At the present time
(1866) there is much excitement and wonder at the marvelous accounts by
respectable individuals, both black and white, given of his Satanic Majesty
appearing to them in bodily form. There seems to be a perfect corroboration in
these statements, which give to them a color of truth; but many are
incredulous. To such let me say, decide not too hastily, for very recently I
saw that which curdled my blood and made my hair stand on end, and made me cry
for help when none was near.
I was wandering down
Chaplin Creek, near the great battlefield [Perryville] of 1862, when I came to a
millpond. Just below the dam, my attention was arrested by a huge anaconda I
have ever read of in history. His length seemed to be about one hundred feet,
his body as large as a hogshead, his eyes as large as common plates, his head in
proportion, forked tail, nostrils distended, and mouth wide open, and his
breathe emitting a sulphurous or snaky odor. I attempted to draw back from his
presence, but found myself powerless, for he had fixed his fiery eyes upon me,
and I was transfixed to the spot; and, notwithstanding my terror, I was charmed
with the variegated color of his scales, which presented all the colors of the
rainbow. But the most remarkable thing about this apparition, ghost, or
whatever else you please to call it, was, that it spoke to me not to approach
nearer; that the strong stench of his breathe was instant death; that he was
only in pursuit of those who had slandered him, saying there was no devil.
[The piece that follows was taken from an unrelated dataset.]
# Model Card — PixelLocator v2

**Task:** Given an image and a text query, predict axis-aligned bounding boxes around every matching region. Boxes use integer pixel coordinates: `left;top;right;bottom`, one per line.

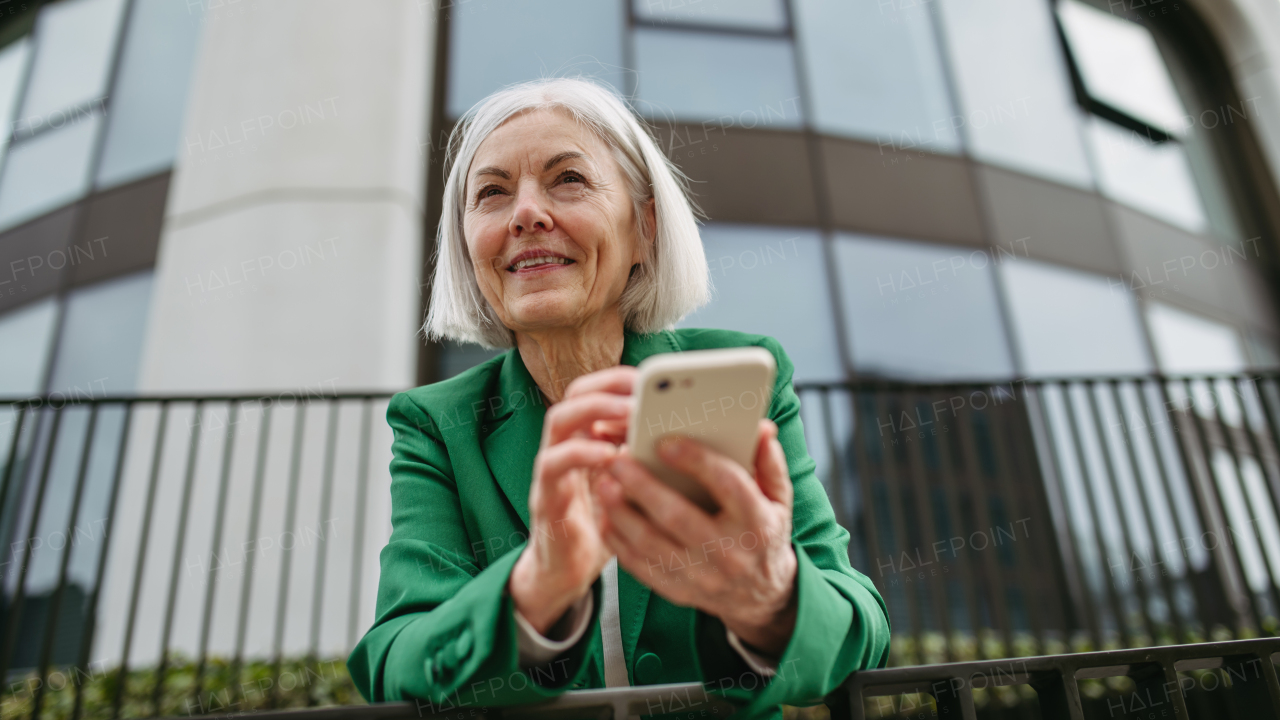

After a long colloquy with me, after this sort, he sank down into the water,
which could not have been more than six inches deep, and disappeared. I left
the place with quick step and glad heart, and returned home.
Many who have lately seen
his Satanic Majesty, in different forms and other places, have verified their
statements by affidavits, but where I am known this will not be necessary. If
any are unbelieving, let them remain so; it is no concern of mine.
P.S.—Stop, reader; I forgot to tell you it was only a dream.
“Night visions may befriend;
Our waking dreams are fatal.”
J.J. Polk, Autobiography of Dr. J.J. Polk: To Which Is Added
His Occasional Writings. Louisville, KY, 1867.